Clinic for General and Interventional Cardiology/Angiology, Herz- und Diabeteszentrum, NRW, Ruhr-Universität Bochum, Med. Fakultät OWL (Universität Bielefeld), Bad Oeynhausen, Germany.
Clinic for General and Interventional Cardiology/Angiology, Herz- und Diabeteszentrum, NRW, Ruhr-Universität Bochum, Med. Fakultät OWL (Universität Bielefeld), Bad Oeynhausen, Germany.
Int J Cardiol. 2024 Sep 15;411:132233. doi: 10.1016/j.ijcard.2024.132233. Epub 2024 Jun 6.
Baseline right ventricular (RV) function derived from 3-dimensional analyses has been demonstrated to be predictive in patients undergoing transcatheter tricuspid valve repair (TTVR). The complex nature of these cumbersome analyses makes patient selection based on established imaging methods challenging. Artificial intelligence (AI)-driven computed tomography (CT) segmentation of the RV might serve as a fast and predictive tool for evaluating patients prior to TTVR.

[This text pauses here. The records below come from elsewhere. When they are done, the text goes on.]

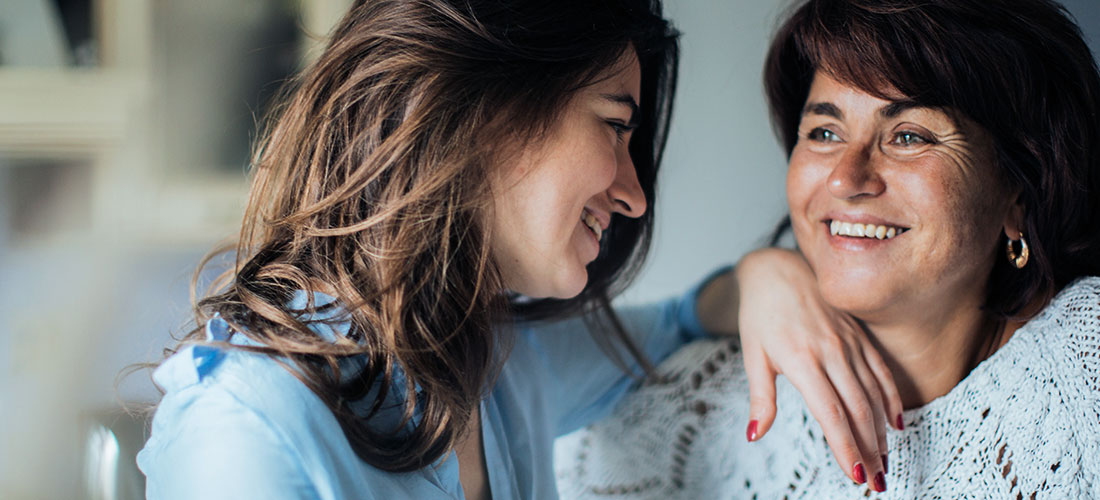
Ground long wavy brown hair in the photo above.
[170,0,678,471]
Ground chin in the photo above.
[552,268,589,299]
[510,267,589,300]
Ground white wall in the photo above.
[624,0,789,302]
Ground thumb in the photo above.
[745,349,778,442]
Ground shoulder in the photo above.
[1032,277,1100,419]
[1029,276,1100,355]
[138,345,365,499]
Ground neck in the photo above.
[866,294,1019,410]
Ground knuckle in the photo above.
[850,402,875,422]
[822,401,848,425]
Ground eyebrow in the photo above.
[601,93,641,126]
[802,100,924,120]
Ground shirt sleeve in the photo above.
[524,267,728,435]
[138,386,319,500]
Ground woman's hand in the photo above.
[696,248,902,482]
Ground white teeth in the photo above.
[828,220,904,240]
[581,210,604,241]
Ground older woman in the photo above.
[559,0,1100,499]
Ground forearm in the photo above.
[695,268,740,335]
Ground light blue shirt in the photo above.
[138,281,705,500]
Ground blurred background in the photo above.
[0,0,1100,499]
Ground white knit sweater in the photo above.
[556,278,1100,500]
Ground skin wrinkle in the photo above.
[788,73,1015,408]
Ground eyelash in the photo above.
[891,131,933,146]
[607,121,638,144]
[806,126,837,143]
[806,126,935,147]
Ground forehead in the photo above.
[802,70,960,125]
[585,46,641,97]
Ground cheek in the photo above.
[787,148,827,230]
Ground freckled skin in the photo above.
[787,73,1015,324]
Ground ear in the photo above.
[1003,191,1026,240]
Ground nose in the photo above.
[607,152,646,219]
[826,142,887,200]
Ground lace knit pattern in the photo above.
[556,278,1100,500]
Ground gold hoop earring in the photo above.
[1004,233,1031,269]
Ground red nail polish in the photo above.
[875,473,887,492]
[851,462,867,485]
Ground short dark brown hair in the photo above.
[765,0,1100,316]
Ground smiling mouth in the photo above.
[581,210,604,242]
[825,220,909,240]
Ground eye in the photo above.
[806,126,840,143]
[890,131,933,146]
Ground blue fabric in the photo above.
[138,275,706,500]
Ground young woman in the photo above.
[139,0,897,499]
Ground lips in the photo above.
[581,209,605,242]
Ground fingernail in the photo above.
[851,462,867,485]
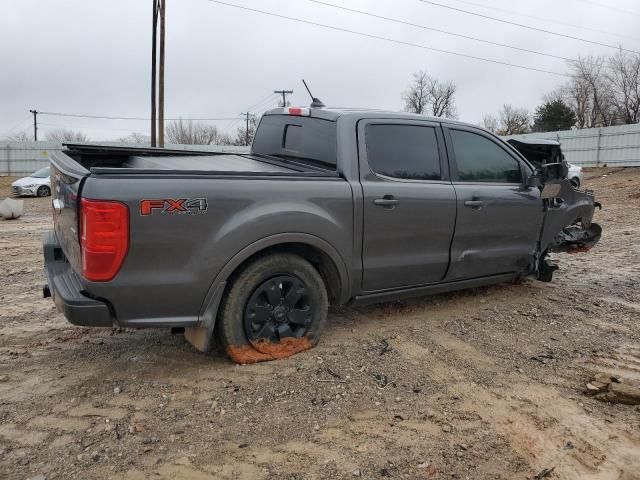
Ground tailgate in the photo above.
[51,152,89,272]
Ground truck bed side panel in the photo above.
[83,175,353,326]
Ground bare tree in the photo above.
[570,56,617,128]
[7,131,33,143]
[165,119,219,145]
[497,105,531,135]
[480,114,500,133]
[47,128,89,143]
[233,115,258,145]
[118,132,151,145]
[402,71,457,118]
[606,50,640,124]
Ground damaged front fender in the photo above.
[540,179,602,253]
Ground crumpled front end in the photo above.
[538,179,602,281]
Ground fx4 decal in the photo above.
[140,198,208,217]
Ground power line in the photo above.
[416,0,640,53]
[578,0,640,17]
[209,0,570,77]
[444,0,640,42]
[244,92,276,112]
[6,115,31,135]
[38,112,237,121]
[307,0,571,61]
[38,122,147,133]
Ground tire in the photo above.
[215,253,329,364]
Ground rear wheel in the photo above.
[216,253,328,363]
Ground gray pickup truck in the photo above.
[44,108,601,363]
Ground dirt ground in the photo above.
[0,168,640,480]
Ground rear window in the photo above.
[251,115,336,167]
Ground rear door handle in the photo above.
[53,198,64,213]
[373,195,400,208]
[464,200,485,210]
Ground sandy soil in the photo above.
[0,169,640,480]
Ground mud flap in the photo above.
[184,327,213,353]
[552,223,602,253]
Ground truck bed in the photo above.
[55,144,337,176]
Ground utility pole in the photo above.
[151,0,166,148]
[151,0,158,147]
[273,90,293,107]
[158,0,167,148]
[240,112,253,146]
[29,109,38,142]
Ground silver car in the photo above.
[11,167,51,197]
[567,163,584,188]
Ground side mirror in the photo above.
[524,172,542,188]
[540,162,569,184]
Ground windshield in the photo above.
[29,167,51,178]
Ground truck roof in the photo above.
[264,107,481,128]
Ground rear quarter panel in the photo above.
[82,175,353,326]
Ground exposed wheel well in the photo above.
[225,243,342,304]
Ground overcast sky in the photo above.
[0,0,640,140]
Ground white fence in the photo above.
[509,124,640,167]
[0,142,249,177]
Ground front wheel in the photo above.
[216,253,328,364]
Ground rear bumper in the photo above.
[43,232,114,327]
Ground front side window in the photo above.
[365,125,442,180]
[29,167,51,178]
[451,130,522,183]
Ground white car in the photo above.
[567,163,583,188]
[11,167,51,197]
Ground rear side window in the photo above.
[365,125,441,180]
[251,115,337,167]
[451,130,522,183]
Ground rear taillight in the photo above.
[80,198,129,282]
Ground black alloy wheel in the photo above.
[244,275,314,343]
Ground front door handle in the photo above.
[464,200,485,210]
[373,195,400,208]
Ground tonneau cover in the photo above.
[122,154,295,173]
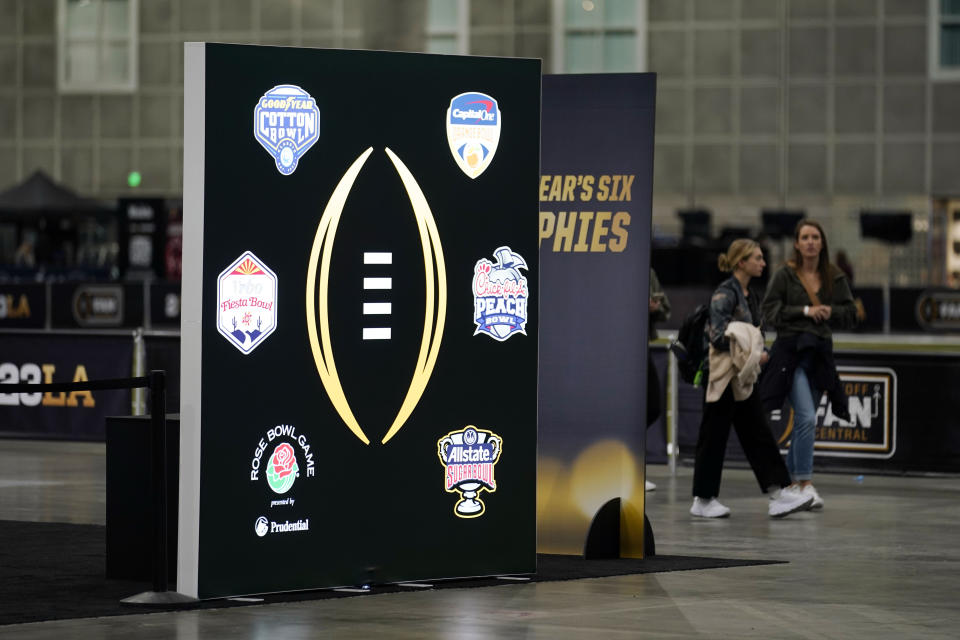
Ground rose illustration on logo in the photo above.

Patients suffering from severe tricuspid regurgitation underwent full cycle cardiac CT. AI-driven analyses were compared to conventional CT analyses. Outcome measures were correlated with survival free of rehospitalization for heart-failure or death after TTVR as the primary endpoint.

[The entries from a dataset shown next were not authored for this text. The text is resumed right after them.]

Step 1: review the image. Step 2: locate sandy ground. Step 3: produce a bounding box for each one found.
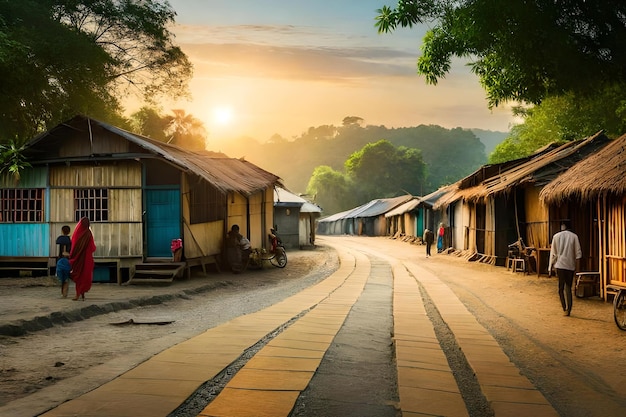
[0,248,337,415]
[0,236,626,416]
[325,237,626,417]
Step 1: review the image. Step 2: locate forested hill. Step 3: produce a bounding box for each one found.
[214,123,507,194]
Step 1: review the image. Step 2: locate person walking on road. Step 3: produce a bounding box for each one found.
[70,217,96,301]
[548,220,583,316]
[424,229,435,258]
[437,223,446,253]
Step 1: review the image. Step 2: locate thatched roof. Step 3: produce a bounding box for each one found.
[27,116,281,196]
[539,135,626,204]
[434,132,609,209]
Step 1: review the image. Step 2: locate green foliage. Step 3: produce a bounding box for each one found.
[131,107,207,150]
[376,0,626,107]
[307,165,356,214]
[345,140,426,204]
[220,124,490,204]
[307,140,426,214]
[489,84,626,163]
[0,140,31,182]
[0,0,191,141]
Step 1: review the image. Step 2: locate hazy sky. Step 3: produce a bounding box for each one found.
[165,0,513,142]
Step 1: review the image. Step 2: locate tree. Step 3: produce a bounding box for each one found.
[130,106,171,142]
[131,107,207,150]
[345,139,426,204]
[376,0,626,107]
[306,165,355,214]
[489,85,626,163]
[165,110,207,150]
[0,0,191,141]
[0,141,31,182]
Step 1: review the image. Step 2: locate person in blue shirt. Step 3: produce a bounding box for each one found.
[57,225,72,258]
[57,252,72,298]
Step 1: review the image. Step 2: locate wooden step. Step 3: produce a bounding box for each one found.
[128,262,186,284]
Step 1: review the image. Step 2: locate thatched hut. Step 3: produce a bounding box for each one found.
[539,135,626,299]
[435,132,609,273]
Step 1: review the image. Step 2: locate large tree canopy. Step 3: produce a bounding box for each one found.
[376,0,626,107]
[0,0,191,141]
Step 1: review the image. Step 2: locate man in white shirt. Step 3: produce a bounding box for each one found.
[548,220,583,316]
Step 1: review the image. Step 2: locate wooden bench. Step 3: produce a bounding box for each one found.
[126,262,187,284]
[0,256,56,275]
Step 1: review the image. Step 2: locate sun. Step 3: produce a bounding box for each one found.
[212,106,234,126]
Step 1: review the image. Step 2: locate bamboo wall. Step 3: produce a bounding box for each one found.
[49,161,143,258]
[603,196,626,287]
[524,187,551,249]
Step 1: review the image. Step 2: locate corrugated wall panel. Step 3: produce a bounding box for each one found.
[50,161,141,188]
[49,188,75,224]
[109,188,142,222]
[0,223,50,257]
[91,223,143,258]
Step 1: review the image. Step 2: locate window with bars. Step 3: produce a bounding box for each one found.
[74,188,109,222]
[0,188,43,223]
[189,182,226,224]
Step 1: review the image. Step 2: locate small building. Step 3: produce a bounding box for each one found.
[434,132,609,266]
[0,116,280,283]
[539,135,626,299]
[274,187,322,249]
[317,195,413,236]
[385,197,426,241]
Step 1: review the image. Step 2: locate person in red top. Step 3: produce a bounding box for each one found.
[70,217,96,301]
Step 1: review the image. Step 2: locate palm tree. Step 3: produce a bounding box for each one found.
[0,139,32,183]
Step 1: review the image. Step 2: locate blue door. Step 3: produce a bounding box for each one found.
[145,189,182,258]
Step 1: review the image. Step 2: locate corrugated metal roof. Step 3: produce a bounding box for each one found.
[27,116,282,196]
[320,195,413,223]
[385,197,421,217]
[274,187,322,213]
[346,195,413,218]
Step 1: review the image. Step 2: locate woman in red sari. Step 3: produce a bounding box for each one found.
[70,217,96,301]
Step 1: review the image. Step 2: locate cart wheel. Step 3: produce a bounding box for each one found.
[613,290,626,330]
[574,277,583,298]
[270,246,287,268]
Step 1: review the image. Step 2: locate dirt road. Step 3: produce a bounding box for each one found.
[324,236,626,417]
[0,236,626,417]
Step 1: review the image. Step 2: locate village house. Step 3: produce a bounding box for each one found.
[0,116,281,283]
[426,132,610,273]
[317,195,413,236]
[539,135,626,300]
[274,187,322,249]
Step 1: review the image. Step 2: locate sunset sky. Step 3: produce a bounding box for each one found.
[164,0,514,143]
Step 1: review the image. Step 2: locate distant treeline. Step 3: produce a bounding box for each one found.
[216,123,507,194]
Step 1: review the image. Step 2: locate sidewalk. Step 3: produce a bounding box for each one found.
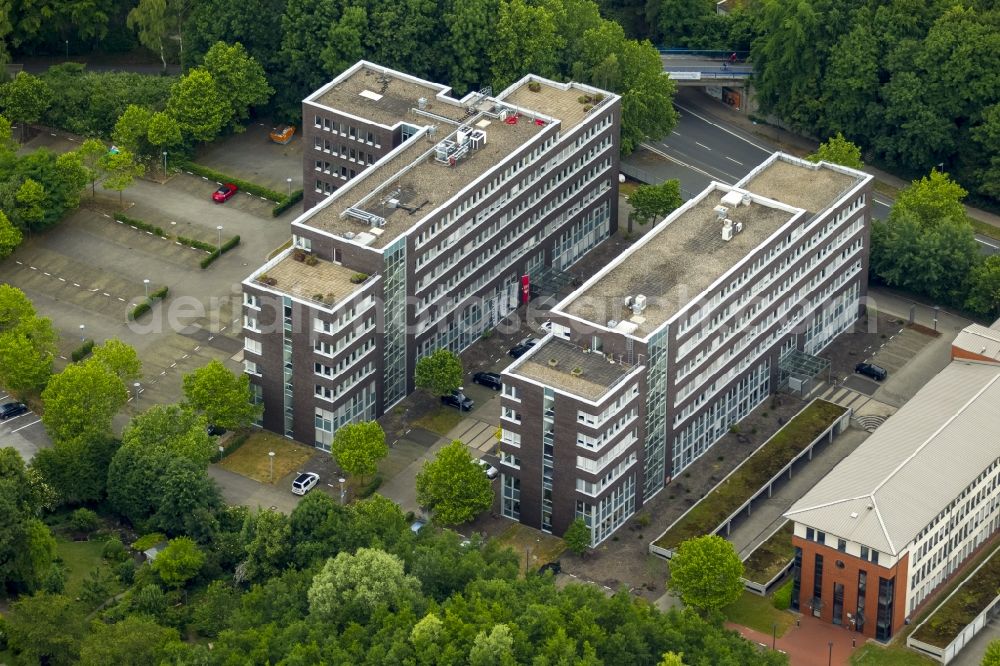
[677,88,1000,227]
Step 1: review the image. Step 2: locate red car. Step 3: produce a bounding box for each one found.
[212,183,240,203]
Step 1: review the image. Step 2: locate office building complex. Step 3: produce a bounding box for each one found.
[243,62,621,448]
[500,154,871,545]
[785,361,1000,640]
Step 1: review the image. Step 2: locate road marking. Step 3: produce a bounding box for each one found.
[674,103,774,155]
[10,419,42,435]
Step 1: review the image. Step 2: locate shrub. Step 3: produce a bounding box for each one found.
[70,339,94,363]
[358,474,382,499]
[271,190,302,217]
[69,508,101,534]
[220,236,240,254]
[201,250,222,268]
[128,301,151,321]
[771,578,792,610]
[181,162,288,202]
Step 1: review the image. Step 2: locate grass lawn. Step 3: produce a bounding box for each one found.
[56,539,110,599]
[656,400,847,549]
[722,592,795,636]
[743,520,795,585]
[851,643,938,666]
[494,523,566,573]
[412,406,466,437]
[219,430,316,483]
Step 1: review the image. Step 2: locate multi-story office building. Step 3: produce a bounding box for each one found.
[785,361,1000,640]
[244,62,621,448]
[501,154,871,544]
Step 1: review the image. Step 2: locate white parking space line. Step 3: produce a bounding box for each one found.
[10,419,42,435]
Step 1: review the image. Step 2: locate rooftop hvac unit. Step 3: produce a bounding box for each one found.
[632,294,646,314]
[722,218,733,241]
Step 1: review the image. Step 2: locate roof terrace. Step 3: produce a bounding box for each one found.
[305,114,545,248]
[512,336,635,400]
[736,155,861,214]
[307,63,466,127]
[556,186,797,337]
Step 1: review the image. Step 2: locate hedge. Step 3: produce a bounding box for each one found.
[115,213,167,238]
[271,190,303,217]
[70,338,94,363]
[175,161,286,202]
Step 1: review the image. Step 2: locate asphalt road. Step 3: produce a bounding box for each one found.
[644,104,1000,254]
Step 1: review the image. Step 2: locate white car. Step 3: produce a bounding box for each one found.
[476,458,500,479]
[292,472,319,495]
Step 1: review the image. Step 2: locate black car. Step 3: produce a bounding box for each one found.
[441,391,476,412]
[0,402,28,421]
[472,372,503,391]
[507,338,539,358]
[854,363,889,382]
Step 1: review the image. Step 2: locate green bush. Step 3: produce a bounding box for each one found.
[128,301,152,321]
[70,339,94,363]
[132,532,167,552]
[771,578,792,610]
[219,236,240,254]
[69,507,101,534]
[115,213,167,238]
[201,250,222,268]
[180,162,287,202]
[358,474,382,499]
[271,190,302,217]
[177,236,219,252]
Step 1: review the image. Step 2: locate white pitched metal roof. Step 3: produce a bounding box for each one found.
[951,324,1000,361]
[785,361,1000,555]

Automated AI-based image CT-analysis from 100 patients (mean age 77 ± 8 years, 63% female) showed excellent correlation for chamber quantification compared to conventional, core-lab evaluated CT analysis (R 0.963-0.966; p < 0.001). At 1 year (mean follow-up 229 ± 134 days) the primary endpoint occurred significantly more frequently in patients with reduced RV ejection fraction (EF) <50% (36.6% vs. 13.7%; HR 2.864, CI 1.212-6.763; p = 0.016). Furthermore, patients with dysfunctional RVs defined as end-diastolic RV volume > 210 ml and RV EF <50% demonstrated worse outcome than patients with functional RVs (43.7% vs. 12.2%; HR 3.753, CI 1.621-8.693; p = 0.002).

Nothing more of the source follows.